Understanding the age of these scarps is crucial in deciphering the chronicles of Mercury’s geological history and predicting its future. To date them, scientists employ a method rooted in the density of impact craters. The more craters on a surface, the older it is since it has been exposed to cosmic collisions for longer periods.
However, this approach is not without challenges. The early Solar System was a far more chaotic place in its earlier stages, with a higher rate of impacts than today. This means that the number of craters alone cannot provide a precise age, though most believe Mercury’s scarps to hover around three billion years old.
Nonetheless, one critical clue emerges from these scarps’ complex relationships with impact craters. While some scarps cut through older craters, younger craters often overlap with them. This suggests that the scarps could predate the younger craters.
A pivotal question remains: did these scarps cease their movements long ago, or are they still active, gradually changing the face of Mercury? The answer lies in understanding the dynamics of the thrust faults beneath them.
Earthquakes offer an analogy. The magnitude 9 Tohoku earthquake off the coast of Japan in 2011 resulted from a sudden 20-meter jump along a 100-kilometer-long thrust fault. On Mercury, the scale of these “earthquakes” (or rather, mercuryquakes) is likely smaller, given the planet’s size. Accumulating the two to three kilometers of total shortening observed across a typical scarp on Mercury would require hundreds of magnitude 9 quakes or potentially millions of smaller events. These events could have unfolded over billions of years.
Until recently, evidence regarding the scale and duration of fault movements on Mercury remained scarce. However, a breakthrough emerged when Open University Ph.D. student Ben Man noticed an intriguing feature. Some scarps exhibited small fractures on their stretched upper surfaces, interpreted as “grabens” – strips of ground that have dropped between two parallel faults.
Published in Nature Geoscience, this discovery hinted at a possible mechanism for the formation of these grabens. While the overall crust of Mercury was undergoing compression, individual thrust slices of crust could bend as they were pushed over adjacent terrain, resulting in the formation of grabens.

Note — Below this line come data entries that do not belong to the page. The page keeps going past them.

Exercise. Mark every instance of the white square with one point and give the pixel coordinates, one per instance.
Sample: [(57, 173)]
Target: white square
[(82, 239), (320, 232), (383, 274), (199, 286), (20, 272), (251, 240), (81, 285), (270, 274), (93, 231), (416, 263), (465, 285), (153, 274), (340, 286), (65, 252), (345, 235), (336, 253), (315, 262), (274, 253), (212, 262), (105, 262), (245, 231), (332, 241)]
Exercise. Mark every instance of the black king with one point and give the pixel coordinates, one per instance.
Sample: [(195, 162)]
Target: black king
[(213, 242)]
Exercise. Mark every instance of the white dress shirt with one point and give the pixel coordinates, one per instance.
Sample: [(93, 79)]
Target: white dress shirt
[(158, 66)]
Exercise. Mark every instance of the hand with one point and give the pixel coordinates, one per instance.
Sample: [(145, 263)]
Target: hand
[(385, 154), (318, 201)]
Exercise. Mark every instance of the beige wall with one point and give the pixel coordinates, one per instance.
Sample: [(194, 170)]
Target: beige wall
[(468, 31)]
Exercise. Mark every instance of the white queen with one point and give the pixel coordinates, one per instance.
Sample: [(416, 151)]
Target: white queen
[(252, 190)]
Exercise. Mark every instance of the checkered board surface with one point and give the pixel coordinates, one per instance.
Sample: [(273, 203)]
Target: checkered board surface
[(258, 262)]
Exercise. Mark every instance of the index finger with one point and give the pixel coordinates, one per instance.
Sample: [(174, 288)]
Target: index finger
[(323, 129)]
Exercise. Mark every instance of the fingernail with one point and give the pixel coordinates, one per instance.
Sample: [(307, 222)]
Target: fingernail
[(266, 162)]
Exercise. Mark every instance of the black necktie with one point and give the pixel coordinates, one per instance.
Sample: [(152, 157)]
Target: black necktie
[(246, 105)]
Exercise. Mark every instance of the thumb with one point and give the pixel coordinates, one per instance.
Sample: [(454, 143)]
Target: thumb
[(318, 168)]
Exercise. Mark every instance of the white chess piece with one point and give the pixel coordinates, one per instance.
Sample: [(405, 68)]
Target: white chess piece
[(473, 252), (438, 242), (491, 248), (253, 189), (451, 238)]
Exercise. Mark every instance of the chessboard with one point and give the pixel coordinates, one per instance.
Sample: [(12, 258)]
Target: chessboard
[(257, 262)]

The grabens are relatively small, less than one kilometer wide and less than about 100 meters deep. These features must be much more recent than the ancient structures they rest upon, or else the impact gardening bombardment of cosmic debris would have erased them.
By studying the rate at which impact gardening blurs surface features, scientists estimated that the majority of grabens are less than about 300 million years old. This suggests that their latest movements must have occurred quite recently on geological timescales.

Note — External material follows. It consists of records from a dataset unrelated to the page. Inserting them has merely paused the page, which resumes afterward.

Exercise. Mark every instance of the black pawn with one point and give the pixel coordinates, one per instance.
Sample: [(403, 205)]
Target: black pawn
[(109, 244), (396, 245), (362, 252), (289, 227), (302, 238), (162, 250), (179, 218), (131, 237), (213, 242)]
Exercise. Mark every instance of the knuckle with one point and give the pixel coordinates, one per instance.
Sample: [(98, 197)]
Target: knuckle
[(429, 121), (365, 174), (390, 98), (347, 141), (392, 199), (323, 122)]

Man’s research, conducted with the help of Messenger’s detailed images, identified 48 large lobate scarps definitively associated with small grabens and an additional 244 scarps with “probable” grabens – not clearly visible in the images. These findings open a new chapter in understanding Mercury’s ongoing geological activity.
The joint European/Japanese BepiColombo mission, set to begin operations in orbit around Mercury in 2026, now has some prime targets for its exploration.
While BepiColombo won’t land on Mercury’s surface or provide seismic data, it will offer a closer look at these grabens and other surface features, potentially revealing boulder tracks, the footprints of recent Mercuryquakes. Such evidence could provide additional clues about the innermost planet’s geological activity, further unraveling the secrets of our enigmatic neighbor.